The mapping of a genotype to a phenotype through the production of proteins is complex. All the cells in your body have the same set of genes, but they obviously express differently. If you have a background in biology you will be probably recall examples of this issue in the case of the liver, whose fine tune balance is essential toward our health. But think of something more prosaic, some haplotypes around the HERC2-OCA2 locus seem to correlate with somewhat lighter skin color, and also result in blue eyes. Pigmentation genes seem to vary in how they express (or don’t express) in various tissues, primarily the eyes, skin and hair.

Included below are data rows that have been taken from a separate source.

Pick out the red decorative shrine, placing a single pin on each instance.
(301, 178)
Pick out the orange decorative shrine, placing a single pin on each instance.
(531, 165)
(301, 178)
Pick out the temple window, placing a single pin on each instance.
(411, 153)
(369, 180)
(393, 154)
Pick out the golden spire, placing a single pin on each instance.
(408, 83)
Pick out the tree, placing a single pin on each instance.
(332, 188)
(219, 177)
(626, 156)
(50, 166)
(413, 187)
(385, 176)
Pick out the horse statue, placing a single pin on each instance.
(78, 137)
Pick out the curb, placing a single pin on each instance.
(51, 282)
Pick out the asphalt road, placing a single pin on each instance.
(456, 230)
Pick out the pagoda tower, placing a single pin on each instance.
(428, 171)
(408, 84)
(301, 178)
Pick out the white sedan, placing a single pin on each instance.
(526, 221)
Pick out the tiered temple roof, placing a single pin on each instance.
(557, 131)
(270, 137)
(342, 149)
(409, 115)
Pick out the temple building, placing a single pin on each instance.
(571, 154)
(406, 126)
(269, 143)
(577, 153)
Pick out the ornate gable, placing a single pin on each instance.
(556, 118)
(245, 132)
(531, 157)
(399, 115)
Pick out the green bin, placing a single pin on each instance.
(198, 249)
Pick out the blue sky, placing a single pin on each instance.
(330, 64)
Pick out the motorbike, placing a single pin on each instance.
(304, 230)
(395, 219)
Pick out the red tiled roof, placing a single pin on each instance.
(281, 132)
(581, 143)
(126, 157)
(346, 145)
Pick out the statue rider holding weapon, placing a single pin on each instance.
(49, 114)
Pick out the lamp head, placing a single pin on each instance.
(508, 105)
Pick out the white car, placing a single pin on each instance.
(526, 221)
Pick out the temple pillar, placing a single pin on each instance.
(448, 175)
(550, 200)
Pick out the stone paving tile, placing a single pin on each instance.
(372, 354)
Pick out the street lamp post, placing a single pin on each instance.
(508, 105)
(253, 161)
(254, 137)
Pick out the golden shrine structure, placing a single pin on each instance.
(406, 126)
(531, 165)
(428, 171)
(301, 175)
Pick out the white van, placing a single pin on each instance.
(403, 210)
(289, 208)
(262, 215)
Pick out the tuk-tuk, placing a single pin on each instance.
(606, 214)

Add to this the tangle that is RNA splicing in eukaryotes, and it gets very complicated indeed. The appeal of Fisherian abstraction is very strong, but after nearly one century of abstracting away the concrete I suspect to genuinely understand how the tree of life came to be we may have to understand its physical accidents in more depth. The paper finishes with an observation on the importances of SNPs around splice site:
We proposed that, as in the example described earlier, the mechanism of many of these associations acts through disruption of the splicing machinery. To test this, we extended a Bayesian hierarchical model used previously to include exon-specific effects…This model allows us to estimate the odds ratio for different types of SNPs to affect splicing. First, we considered the binding sites for the U1 small nuclear ribonucleoprotein (snRNP) and U2AF splice factor (of which the canonical splice sites are a part25); we found that SNPs throughout these binding sites are highly enriched among sQTLs relative to non-splice site intronic SNPs…We considered whether SNPs within the canonical 2 bp of the splice site alone are enriched for sQTLs; we find that they are…in contrast to previous studies using exon microarrays…Furthermore, SNPs within the spliced exon itself are also significantly enriched among sQTLs and, as expected, non-genic SNPs are markedly under-represented among sQTLs….
Not too surprising that the QTLs of note are near locations which we know to be importance in a molecular genetic context. Obviously we’ll have to get much further in understanding variation on this level of complexity before we can talk much about evolution. But if we want to understand something like height with any greater depth than Francis Galton I suspect that the long climb is just beginning….
Citation: Pickrell, JK et al., Understanding mechanisms underlying human gene expression variation with RNA sequencing, doi:10.1038/nature08872
* I am aware that there were many theories of inheritance between Darwin and Mendelism.